Wczoraj było gradobicie . Kulki wielkości piłeczek ping-pongowych odbijały sie od parapetu . Az boje sie iśc zobaczyć co w ogródeczku . Zmobilizuje sie jednak i pójdę. Miałam parę dni zajete , dodatkowa praca . Należało sie przyłozyć , bo samo przygotowanie posiłków dietetycznych wymaga czasu a tu jeszcze pocieszyć trzeba .
Nic sie specjalnego nie za działo w ogrodzie . Salata poturbowana doszczętnie . Muszę ja wyrzucić . Pokazały sie kwiatki na razie pojedyncze , ale ważne , że są . Słucham prognoz i przypowieści pogodowych nie wiem wierzyć czy nie ? wole swoją prognozę - nadzieję , że wszystko utrzyma się w normie .
- nieśmiałe dzień dobry - juz jestem !
- a rozchodnik na to , mnie tam wszystko jedno .
- oparłam sie klęsce , a wszyscy liczyli , że juz po mnie ,
do ogrodowych pogaduszek jestem gotowa jak nikt..
Często piszę czego nie lubię w swoim ogrodzie . Oprócz kamieni symetrycznie ułozonych nie ustawiam żadnych krasnoludków , żab , itp.

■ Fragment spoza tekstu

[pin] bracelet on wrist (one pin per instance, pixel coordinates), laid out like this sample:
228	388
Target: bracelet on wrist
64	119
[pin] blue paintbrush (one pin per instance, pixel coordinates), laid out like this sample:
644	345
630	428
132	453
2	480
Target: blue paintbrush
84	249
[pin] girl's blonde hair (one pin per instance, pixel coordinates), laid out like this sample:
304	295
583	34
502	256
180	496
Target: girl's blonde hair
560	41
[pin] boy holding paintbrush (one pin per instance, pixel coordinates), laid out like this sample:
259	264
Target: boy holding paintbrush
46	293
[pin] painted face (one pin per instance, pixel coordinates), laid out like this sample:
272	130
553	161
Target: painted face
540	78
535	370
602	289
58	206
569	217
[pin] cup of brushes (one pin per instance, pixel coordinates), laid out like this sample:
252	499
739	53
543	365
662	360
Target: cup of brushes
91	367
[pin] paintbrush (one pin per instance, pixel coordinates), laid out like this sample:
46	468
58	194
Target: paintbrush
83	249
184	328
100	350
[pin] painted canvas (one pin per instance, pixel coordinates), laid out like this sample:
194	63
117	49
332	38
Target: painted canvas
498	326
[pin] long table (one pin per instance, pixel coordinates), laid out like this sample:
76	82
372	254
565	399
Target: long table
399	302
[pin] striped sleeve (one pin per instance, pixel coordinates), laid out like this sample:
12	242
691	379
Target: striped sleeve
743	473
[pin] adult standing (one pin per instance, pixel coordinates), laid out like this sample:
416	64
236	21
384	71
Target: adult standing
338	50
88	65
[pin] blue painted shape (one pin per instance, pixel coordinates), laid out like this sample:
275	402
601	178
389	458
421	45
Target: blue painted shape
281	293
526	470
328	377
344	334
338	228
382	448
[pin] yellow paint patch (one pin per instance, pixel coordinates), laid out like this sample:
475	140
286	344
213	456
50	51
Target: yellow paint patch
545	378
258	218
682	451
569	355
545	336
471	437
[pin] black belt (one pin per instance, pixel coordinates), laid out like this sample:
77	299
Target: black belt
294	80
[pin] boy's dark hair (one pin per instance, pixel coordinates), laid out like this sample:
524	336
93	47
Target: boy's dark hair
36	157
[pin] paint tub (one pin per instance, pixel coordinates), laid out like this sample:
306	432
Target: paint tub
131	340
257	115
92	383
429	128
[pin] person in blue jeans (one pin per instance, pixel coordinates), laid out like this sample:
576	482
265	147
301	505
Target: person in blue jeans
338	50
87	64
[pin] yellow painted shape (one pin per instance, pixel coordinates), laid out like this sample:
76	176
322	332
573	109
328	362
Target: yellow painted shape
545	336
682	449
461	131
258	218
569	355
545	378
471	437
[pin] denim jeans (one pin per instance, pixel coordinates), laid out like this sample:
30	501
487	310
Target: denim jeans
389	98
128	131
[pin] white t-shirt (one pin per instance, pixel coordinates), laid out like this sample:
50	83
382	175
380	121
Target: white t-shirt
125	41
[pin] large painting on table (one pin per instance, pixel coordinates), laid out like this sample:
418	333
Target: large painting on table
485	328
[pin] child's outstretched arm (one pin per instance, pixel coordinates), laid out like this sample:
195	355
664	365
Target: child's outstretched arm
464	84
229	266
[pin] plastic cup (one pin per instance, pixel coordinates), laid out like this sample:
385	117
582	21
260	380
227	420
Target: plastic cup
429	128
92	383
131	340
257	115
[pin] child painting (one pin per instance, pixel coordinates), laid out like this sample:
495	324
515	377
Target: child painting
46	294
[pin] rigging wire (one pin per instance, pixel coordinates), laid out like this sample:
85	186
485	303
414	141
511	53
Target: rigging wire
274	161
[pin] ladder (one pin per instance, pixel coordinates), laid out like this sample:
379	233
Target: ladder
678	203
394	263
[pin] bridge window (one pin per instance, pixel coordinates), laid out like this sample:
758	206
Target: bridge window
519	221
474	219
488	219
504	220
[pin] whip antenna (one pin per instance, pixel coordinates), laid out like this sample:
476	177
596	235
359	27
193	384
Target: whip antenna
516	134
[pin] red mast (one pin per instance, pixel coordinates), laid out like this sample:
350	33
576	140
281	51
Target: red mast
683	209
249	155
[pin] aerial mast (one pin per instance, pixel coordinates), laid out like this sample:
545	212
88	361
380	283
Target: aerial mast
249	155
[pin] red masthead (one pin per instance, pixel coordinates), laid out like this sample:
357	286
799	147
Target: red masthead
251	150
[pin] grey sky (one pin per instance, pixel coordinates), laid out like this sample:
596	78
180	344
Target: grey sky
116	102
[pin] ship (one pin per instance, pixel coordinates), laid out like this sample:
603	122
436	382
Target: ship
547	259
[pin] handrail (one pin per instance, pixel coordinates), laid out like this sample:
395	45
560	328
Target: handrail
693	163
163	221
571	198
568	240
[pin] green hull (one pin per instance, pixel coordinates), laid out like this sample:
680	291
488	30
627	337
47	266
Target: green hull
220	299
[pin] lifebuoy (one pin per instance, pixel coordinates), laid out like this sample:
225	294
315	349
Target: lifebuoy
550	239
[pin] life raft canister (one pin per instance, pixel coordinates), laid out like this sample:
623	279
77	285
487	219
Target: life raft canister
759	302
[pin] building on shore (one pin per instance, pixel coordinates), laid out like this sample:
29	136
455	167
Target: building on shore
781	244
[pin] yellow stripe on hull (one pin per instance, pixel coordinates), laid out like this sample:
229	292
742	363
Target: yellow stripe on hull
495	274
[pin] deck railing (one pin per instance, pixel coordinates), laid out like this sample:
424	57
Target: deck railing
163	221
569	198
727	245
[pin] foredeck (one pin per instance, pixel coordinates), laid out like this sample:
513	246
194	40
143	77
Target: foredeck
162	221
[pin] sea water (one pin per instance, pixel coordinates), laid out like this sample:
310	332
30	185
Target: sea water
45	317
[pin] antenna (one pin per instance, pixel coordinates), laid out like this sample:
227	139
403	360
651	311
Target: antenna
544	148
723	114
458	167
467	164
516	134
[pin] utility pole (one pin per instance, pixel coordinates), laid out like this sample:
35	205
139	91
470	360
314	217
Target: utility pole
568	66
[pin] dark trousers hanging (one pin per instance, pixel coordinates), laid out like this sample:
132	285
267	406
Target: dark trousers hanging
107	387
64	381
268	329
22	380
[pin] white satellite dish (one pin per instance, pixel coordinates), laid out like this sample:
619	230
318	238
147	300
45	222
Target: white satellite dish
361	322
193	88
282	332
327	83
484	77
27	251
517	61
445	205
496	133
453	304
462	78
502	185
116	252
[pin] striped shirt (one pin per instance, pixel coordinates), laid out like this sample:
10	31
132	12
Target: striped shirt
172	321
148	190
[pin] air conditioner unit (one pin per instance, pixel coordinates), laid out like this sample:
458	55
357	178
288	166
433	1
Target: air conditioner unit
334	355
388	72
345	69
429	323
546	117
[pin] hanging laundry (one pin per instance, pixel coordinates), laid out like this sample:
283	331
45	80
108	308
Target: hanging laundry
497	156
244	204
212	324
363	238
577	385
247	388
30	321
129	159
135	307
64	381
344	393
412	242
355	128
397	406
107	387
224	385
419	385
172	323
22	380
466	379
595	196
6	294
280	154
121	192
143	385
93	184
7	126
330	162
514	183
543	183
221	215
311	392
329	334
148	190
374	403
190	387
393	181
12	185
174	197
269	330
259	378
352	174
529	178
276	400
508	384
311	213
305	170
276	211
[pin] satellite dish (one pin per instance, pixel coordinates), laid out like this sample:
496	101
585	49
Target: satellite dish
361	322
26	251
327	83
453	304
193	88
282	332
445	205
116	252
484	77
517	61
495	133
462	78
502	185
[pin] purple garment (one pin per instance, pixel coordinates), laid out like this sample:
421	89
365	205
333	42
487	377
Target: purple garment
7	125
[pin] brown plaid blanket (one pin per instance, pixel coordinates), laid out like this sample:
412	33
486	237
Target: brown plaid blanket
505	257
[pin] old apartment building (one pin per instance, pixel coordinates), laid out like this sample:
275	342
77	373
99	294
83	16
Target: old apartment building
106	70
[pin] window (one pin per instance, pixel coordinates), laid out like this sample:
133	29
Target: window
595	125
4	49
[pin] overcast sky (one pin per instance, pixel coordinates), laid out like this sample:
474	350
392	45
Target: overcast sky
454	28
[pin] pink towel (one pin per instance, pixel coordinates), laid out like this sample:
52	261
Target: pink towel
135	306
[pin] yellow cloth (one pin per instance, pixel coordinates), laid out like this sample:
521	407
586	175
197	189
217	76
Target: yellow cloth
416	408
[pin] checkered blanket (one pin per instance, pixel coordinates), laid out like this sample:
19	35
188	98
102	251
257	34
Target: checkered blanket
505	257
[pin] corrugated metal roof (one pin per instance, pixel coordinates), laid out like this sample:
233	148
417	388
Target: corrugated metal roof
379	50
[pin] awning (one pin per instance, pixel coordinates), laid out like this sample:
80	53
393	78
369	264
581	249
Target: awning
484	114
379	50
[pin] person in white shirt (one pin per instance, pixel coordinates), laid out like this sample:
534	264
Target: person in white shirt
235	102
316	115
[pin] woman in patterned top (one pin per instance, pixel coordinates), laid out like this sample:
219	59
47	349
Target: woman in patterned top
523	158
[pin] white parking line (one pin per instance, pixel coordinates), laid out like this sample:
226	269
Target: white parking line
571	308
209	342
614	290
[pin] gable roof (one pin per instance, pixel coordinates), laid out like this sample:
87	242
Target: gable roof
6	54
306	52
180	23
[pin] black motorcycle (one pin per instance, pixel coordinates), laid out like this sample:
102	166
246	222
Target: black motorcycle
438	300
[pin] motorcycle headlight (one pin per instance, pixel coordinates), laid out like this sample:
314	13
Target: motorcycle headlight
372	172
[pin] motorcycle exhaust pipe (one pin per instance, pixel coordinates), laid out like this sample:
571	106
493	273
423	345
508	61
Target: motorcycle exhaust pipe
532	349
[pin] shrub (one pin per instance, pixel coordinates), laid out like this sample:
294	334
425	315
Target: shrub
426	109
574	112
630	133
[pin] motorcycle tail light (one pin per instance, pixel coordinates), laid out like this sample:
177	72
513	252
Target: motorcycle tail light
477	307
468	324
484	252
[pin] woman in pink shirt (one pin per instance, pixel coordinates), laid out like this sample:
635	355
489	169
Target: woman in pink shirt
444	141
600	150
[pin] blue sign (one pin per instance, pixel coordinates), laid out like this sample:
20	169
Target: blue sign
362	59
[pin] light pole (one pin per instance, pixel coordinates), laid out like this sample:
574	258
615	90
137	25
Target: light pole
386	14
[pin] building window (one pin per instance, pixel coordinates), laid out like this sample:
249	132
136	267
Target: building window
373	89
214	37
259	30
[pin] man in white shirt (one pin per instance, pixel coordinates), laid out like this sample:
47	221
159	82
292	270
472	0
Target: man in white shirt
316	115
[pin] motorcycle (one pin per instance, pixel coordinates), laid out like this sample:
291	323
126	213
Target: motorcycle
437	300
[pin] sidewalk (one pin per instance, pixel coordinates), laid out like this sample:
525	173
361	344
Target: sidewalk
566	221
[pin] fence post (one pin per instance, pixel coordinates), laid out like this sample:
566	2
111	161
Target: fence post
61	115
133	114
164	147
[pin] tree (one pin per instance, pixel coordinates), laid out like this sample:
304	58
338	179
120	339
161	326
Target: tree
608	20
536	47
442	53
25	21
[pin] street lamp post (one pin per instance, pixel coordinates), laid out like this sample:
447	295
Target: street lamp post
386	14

Ale jeśli ktoś lubi to czemu nie . Przecież ogrody zachwycają tym , że każdy ma swój charakter i w pewnym sensie odzwierciedla charakter właściciela . Oglądam , zwiedzam i fotografuję wszędzie gdzie jestem i nie koniecznie cos czym mogę zachwycić . Lubię fotografować chwile , te które sprawiają mi radość i ich już nie powtórzę . Zdjęcie zrobiłam z okna swojego pokoju. Ten obrazek jak z bajki trwał kilka chwil .Wyszło słońce i opadł szron . Chciałam powtórzyć zdjęcie i już niestety nie mogłam .
silversnow
Nim wybrałam sie do pracy , przepracowałam pewnien okres w hospicjum . Tez jako wolontariuszka . To był dla mnie ciężki czas . Dzięki siostrze zakonnej zrozumiałam sens tej pracy . Bywa ciężko , ale cóż takie życie .
Takie zejście marzy mi się . To nie jest mój ogród . Widzę oczami wyobraźni obsadzone skalniakami , zadbane , pachnące i kolorowe . Ale nie będę takiego miała , bo to położenie domu wymusiło takie rozwiązanie . Chociaż opuszczone, zarośnięte , podobało mi się bardzo.